Trump deportation drive could cost US economy $5 trillion over 10 years


President Donald Trump’s sweeping crackdown on undocumented immigrants will strain an already tight U.S. job market, with one study suggesting that removing all of them would cost the economy as much as $5 trillion over 10 years.

That represents the contribution of the millions of unauthorized workers to the world’s largest economy, about 3 percent of private-sector gross domestic product, according to a recent paper issued by the National Bureau of Economic Research. At an average of $500 billion in output a year, removing all such immigrants would be like lopping off the equivalent of Massachusetts from the U.S. economy, said study co-author Francesc Ortega.

“It’s a big number,” said Ortega, an economics professor at Queens College in New York, who published the study in November with colleague Ryan Edwards. “Undocumented workers are present across the whole economy, even if they are heavily concentrated in sectors such as agriculture, construction and hospitality.”

Any undocumented immigrant may now be deported, according to a pair of memos issued Tuesday by the Department of Homeland Security implementing Trump’s executive orders. In the memos, the administration pledged to hire 15,000 more border patrol and immigration agents and begin building a wall on the Mexican border.

There were about 8 million unauthorized immigrants in the U.S. working or looking for work in 2014, with California, Texas and New York accounting for the largest share of the workforce, according to Pew Research Center estimates. Most of them are likely to be of working age, which makes them about 5 percent of the U.S. labor force and 3.5 percent of the total U.S. population. Unauthorized immigrants include those who enter the country without legal permission and those who overstay their visas.

Following through on plans to deport undocumented workers would hit industries that already complain of worker shortages, said Ethan Harris, Bank of America Merrill Lynch’s head of global economics in New York.

The jobless rate in the U.S. was 4.8 percent in January, a level some economists consider to be full employment.

“The challenge is particularly high now because the labor market has tightened up not just overall but in areas in which you would think undocumented immigrants would be important, so that means that it’s going to be hard to fill these jobs if you deport these employees,” Harris said. “You have to think about indirect effects when you disrupt production in industries in which they’re a critical part of getting things done. So there’s a transition cost, as well as the cost of a reduced labor force.”

Harris estimates that for every 1 million fewer workers in the economy, GDP would be reduced by about 0.5 percent. That’s the equivalent of $94 billion, based on the annualized pace of $18.9 trillion in fourth-quarter GDP.

The Edwards-Ortega research was funded by the Center for American Progress, a Democratic-leaning policy group. White House spokesman Michael Short cited the study’s funding from CAP in dismissing the report as “bogus” without offering specific challenges to the findings. He referred to a 2013 report from the Federation for American Immigration Reform that estimates the annual “costs of illegal immigration at the federal, state and local level to be about $113 billion.”
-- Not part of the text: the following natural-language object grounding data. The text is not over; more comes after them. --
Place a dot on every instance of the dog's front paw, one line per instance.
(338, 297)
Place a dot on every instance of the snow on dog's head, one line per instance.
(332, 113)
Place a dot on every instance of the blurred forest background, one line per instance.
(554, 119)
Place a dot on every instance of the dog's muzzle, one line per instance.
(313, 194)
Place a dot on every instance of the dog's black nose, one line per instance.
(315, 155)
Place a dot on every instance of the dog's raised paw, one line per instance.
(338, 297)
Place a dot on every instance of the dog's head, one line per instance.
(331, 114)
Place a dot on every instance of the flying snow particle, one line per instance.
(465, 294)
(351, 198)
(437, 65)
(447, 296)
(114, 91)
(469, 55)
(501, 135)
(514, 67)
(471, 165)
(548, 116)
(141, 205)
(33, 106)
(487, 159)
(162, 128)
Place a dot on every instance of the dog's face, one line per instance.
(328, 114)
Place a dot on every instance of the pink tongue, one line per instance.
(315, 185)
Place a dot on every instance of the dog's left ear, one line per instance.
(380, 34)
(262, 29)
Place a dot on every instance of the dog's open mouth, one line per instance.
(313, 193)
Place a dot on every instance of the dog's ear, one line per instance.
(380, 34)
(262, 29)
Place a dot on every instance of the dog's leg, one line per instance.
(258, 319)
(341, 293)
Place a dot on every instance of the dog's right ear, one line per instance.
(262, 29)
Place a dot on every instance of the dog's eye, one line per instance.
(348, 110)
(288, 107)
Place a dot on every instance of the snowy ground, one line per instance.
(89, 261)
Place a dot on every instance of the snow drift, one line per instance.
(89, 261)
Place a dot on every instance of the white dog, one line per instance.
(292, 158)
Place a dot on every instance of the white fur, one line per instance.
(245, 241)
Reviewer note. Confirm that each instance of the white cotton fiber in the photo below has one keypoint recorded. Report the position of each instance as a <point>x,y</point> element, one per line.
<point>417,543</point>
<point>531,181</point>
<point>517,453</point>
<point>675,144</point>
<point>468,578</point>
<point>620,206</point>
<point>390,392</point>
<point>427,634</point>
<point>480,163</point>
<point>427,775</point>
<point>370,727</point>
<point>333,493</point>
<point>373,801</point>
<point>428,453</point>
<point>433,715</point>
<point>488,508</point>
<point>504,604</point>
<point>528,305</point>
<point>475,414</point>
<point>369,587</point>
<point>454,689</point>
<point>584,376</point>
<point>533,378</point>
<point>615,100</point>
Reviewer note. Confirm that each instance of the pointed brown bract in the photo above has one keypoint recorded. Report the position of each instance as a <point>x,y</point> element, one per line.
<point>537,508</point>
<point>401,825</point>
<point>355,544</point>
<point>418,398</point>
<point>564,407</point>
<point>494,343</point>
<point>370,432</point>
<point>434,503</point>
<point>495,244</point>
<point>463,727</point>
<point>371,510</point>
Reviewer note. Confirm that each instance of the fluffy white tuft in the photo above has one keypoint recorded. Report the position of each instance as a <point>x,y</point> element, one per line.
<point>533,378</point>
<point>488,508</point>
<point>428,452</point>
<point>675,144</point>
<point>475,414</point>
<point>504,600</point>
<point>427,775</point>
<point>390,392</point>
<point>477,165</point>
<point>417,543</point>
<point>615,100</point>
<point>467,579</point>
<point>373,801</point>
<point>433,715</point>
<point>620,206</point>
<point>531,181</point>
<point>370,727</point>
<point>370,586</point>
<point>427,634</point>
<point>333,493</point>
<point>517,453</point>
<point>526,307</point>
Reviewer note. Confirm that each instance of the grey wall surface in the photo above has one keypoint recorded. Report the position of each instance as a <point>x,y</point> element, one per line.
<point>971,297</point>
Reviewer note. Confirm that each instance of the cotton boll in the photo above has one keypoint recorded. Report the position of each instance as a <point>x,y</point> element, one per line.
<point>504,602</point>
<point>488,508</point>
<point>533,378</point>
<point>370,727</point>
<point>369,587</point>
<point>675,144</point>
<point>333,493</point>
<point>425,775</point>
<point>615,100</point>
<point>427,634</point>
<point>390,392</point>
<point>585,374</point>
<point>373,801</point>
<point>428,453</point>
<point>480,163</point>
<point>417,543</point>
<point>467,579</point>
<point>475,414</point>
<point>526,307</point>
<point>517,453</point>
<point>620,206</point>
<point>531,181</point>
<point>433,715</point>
Trump ran for president on promises to crack down on undocumented immigrants, some of whom he has described as competing with lawful U.S. residents for jobs and contributing to rising crime in some cities. He has said that he would focus deportation efforts on undocumented immigrants who commit crimes in the U.S., but immigration advocates say that the government has already targeted law-abiding people who are in the country without documentation, including some with children or other family members who are citizens.

The U.S. “no longer will exempt classes or categories of removable aliens from potential enforcement,” Homeland Security Secretary John Kelly said in the memos.

“When we started this study last summer, our interest was to study the economic role of undocumented immigrants,” Ortega said. “Little did we know that, a few months later, this could become a serious policy question.”